Last month in Yogyakarta I dropped in on a radical movement called Majelis Mujahidin, or the Council of Mujahidin, who are not democrats; they want sharia law in Indonesia. Their headquarters on a quiet street was a low bare building with a concrete overhang to shade a green-floored porch. The porch served as a reception office. There was a desk, where a few Majelis members interrogated me. The ranking member, or the one who took charge, was Hasyim Abdullah, a thin small intense man with a light fringe of a beard, like a lace curtain. I was there to interview them, but he started off with the questions.

I had said democracy was "new" in Indonesia since Suharto's fall. Hasyim asked, Did I think Indonesia was undemocratic under Suharto?

Of course: Suharto was a general, who couldn't be voted out. That's not democratic.

So as a rule, he said, there was no democracy where the military was in charge?

I couldn't think of a democratic military state.

Aha, said Hasyim -- so was the U.S. undemocratic under Eisenhower?

That was how the conversation went: mostly Socratic entrapment. I tried to argue that Indonesia under Suharto -- even though it was called a "republic" -- had all its local bureaucracies under military command, which was different from the U.S. in any decade. Hasyim changed the subject. He declared that Muslims viewed God as the only source of truth and therefore law. Democracy since the French Revolution had made "majority rule" into God, he said. But Islam provided a perfect way to order society. God offered an unimpeachable set of laws through the Koran and hadiths, which would solve all human problems.

What about parking and traffic laws? I said.

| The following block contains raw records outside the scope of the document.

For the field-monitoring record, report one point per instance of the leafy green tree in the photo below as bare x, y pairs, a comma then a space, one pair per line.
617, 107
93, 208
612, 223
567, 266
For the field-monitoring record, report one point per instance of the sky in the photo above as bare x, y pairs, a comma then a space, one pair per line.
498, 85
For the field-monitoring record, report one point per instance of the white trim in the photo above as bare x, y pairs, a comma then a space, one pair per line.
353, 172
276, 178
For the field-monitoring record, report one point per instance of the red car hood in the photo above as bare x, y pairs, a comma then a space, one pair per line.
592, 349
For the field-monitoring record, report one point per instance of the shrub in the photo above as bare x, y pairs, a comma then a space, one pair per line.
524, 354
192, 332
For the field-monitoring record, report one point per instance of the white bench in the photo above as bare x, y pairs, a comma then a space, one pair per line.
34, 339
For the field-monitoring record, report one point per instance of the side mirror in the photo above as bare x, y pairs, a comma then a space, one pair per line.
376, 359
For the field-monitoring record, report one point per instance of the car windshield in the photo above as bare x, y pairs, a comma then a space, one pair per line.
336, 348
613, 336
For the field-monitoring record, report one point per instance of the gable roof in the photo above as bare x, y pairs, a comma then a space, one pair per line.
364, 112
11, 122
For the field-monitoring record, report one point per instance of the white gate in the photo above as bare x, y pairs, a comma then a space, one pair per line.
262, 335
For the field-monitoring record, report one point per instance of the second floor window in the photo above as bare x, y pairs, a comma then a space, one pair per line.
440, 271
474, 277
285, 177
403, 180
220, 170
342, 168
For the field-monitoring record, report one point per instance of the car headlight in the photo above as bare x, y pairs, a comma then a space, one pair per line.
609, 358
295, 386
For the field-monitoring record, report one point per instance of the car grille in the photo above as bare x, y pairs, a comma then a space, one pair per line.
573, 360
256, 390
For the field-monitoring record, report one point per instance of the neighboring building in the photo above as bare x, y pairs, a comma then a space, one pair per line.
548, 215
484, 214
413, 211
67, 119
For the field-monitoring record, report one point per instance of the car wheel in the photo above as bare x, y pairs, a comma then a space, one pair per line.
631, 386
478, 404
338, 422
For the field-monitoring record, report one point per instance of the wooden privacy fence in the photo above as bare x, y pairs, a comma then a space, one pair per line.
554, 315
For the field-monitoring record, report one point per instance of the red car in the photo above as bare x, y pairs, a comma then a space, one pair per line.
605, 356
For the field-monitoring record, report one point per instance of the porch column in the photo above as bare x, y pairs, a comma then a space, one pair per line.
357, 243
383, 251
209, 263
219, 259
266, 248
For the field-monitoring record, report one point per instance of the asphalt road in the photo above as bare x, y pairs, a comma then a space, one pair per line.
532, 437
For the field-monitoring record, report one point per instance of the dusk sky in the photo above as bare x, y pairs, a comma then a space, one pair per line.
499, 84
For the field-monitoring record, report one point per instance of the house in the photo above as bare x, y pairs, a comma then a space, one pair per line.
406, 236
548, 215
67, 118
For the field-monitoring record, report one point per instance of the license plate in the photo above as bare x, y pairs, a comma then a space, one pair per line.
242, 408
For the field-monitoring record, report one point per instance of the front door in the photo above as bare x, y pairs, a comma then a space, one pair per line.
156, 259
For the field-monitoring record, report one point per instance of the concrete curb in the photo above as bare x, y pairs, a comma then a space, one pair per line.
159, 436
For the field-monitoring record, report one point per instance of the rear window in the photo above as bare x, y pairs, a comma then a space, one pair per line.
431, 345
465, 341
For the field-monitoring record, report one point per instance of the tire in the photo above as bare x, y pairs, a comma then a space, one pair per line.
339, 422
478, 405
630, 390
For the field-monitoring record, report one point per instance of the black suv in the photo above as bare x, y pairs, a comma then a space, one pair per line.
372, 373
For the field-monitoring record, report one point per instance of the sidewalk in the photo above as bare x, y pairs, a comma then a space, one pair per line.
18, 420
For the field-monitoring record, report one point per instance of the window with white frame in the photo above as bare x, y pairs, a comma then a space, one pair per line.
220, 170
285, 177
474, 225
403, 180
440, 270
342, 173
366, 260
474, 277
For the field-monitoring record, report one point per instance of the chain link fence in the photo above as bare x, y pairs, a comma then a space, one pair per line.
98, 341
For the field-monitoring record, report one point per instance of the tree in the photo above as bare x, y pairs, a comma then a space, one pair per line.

I wanted to know what was wrong with majority rule in setting up unimportant, moral-free regulation. This began to piss them off. With bleak sarcasm one member asked if I could think of a traffic law that might violate Islam.

No, I couldn't.

Then what use was my democracy?

And so on. There was more to the conversation, and a lot of it was tense; even my guides were nervous. But in the end Hasyim invited me to come back and speak to the head of Majelis Mujahidin. Later I learned that the Council rarely talks to journalists, so I should have done it. But guides were expensive, and we'd had a good interview. The next day I stuck to my schedule and boarded a train for Jakarta.